Tuesday, April 26, 2011

Window on Eurasia: Demographic Realities Forcing Moscow to Boost Draft Intake from North Caucasus

Paul Goble

Staunton, April 26 – Even as some Moscow officials suggest the Russian army would be better off with fewer North Caucasian soldiers or even none at all, the demographic decline among the ethnic Russians at a time of continued growth in many Muslim nationalities has forced the military to dramatically boost draft calls in the North Caucasus.

The current issue of the Daghestani weekly “Nastoyashcheye vremya” reported that Moscow had increased the draft quota from an initial 420 people to 5980 and, adding insult to injury, noted that draft officials in that North Caucasus republic say that they could easily send “up to 20,000” if that were required (gazeta-nv.ru/content/view/5919/109/).

Three weeks ago, the Daghestani weekly noted, “in a number of Russia media outlets appeared the declaration of the military commissary of Chelyabink oblast Nikolay Zakharov to the effect that residents of the Caucasus would not be called into the army because as the media put it, ‘the growth of ethnic tensions’” caused by their appearance in military units.

In the North Caucasus, such assertions “have generated anger both among draftees and also among the higher military command.” In the Daghestan military commissariat, the weekly said, officers said that they “consider such assessments to be an attempt at exacerbating inter-ethnic hostility” and that the courts should take up the matter.

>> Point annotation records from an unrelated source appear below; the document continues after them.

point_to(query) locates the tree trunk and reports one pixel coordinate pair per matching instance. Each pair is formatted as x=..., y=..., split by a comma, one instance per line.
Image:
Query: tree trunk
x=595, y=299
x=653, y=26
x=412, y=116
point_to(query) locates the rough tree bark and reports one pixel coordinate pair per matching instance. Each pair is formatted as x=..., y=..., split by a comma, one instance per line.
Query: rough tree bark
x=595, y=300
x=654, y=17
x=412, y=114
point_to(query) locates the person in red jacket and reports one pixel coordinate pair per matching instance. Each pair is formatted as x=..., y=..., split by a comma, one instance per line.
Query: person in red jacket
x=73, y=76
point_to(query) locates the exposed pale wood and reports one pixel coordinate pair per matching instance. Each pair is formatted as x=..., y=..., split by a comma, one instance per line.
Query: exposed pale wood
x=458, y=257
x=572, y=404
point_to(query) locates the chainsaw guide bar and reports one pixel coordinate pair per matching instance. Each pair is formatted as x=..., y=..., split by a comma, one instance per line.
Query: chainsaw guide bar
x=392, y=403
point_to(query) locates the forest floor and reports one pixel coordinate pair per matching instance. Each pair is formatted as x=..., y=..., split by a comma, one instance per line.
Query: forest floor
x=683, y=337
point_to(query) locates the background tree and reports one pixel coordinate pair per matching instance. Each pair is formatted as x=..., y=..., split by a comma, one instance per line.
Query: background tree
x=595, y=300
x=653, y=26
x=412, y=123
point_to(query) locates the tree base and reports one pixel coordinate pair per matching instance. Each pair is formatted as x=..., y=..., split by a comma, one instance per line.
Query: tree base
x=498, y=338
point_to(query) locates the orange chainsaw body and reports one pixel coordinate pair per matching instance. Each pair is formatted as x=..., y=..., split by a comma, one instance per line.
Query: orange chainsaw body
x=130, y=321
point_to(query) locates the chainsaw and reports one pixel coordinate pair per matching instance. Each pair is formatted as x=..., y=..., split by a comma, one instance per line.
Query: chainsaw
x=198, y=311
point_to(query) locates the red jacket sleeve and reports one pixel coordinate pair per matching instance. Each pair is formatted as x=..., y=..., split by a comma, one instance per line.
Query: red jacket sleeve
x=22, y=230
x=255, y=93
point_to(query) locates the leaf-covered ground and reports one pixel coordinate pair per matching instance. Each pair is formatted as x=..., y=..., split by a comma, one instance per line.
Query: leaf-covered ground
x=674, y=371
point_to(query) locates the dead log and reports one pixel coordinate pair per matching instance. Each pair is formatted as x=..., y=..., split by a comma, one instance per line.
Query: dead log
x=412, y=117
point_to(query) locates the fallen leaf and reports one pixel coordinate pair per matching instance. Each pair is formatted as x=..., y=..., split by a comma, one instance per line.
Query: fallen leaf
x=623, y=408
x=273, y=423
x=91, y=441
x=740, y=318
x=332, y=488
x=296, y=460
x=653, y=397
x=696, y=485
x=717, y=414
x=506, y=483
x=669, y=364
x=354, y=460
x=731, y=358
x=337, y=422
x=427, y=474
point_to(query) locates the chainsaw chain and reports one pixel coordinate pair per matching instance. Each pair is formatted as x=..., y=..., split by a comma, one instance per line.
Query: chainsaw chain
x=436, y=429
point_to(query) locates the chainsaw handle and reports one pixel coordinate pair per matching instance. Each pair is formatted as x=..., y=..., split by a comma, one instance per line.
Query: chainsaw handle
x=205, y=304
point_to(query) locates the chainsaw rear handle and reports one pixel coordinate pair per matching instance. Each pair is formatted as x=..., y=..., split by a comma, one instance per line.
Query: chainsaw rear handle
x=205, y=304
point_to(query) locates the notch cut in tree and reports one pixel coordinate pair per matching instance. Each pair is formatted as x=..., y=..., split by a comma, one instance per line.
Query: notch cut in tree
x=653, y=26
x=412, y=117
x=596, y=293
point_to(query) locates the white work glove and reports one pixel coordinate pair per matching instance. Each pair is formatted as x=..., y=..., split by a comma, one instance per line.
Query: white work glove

And they noted that the draft quota for Daghestan had been increased from an initial 420 to the final 5980 after Makhachkala asked Moscow to increase it because so many young people from that republic want to serve. But even that number, Yavnus Dzhambalayev, who oversees the draft in Daghestan, said “is not the limit” for his republic.

Today, he continued, there are 27,000 people in the prime draft cohort in Daghestan, “and in fact we could send 20,000 draftees” to the armed forces. “We have many who want to serve and those 7,000 which wer called in by the commission have already passed through the process without any excesses.”

As to where the Daghestani draftees will serve, he said, they will be in units in the Central, Southern, Eastern and Western districts. They won’t serve in their home republic, however; there “only professional soldiers” are used, at least according to the existing rules of the Russian defense ministry.

What makes this Makhachkala report so striking is that in many predominantly ethnic Russian regions around the country, military commissariats are facing a difficult time in meeting much lower draft quotas because the current prime draft cohort, men born 18 to 20 year ago, is so small.

As a result, commissariats there are being forced to go after students in university and to round up people whose health or criminal backgrounds make them poor candidates for military service, a pattern that is likely to intensify if the current demographic trends continue as scholars now predict.

Many military officers would prefer to have fewer people from the Caucasus in their units believing that such people either cause or trigger ethnic conflicts with soldiers of other ethnic groups and thus reduce unit cohesion and military effectiveness. But they face serious opposition in taking the steps necessary to make that happen.

On the one hand, many Russian parents actively resent the idea that their children should be at greater risk of being called to military service than the parents of Muslim nationality youth. And on the other, the Russian government cannot easily avoid draft Muslim youth unless it is willing to have a smaller army or to accept serious consequences for the economy,

Moreover, and this may be the most powerful argument against reducing draft quotas in Muslim areas in general and in the North Caucasus in particular. If the Russian military does not take Muslim draftees in ever greater numbers, unemployment and discontent in the North Caucasus will only increase, with some of those not drafted likely choosing to fight another way.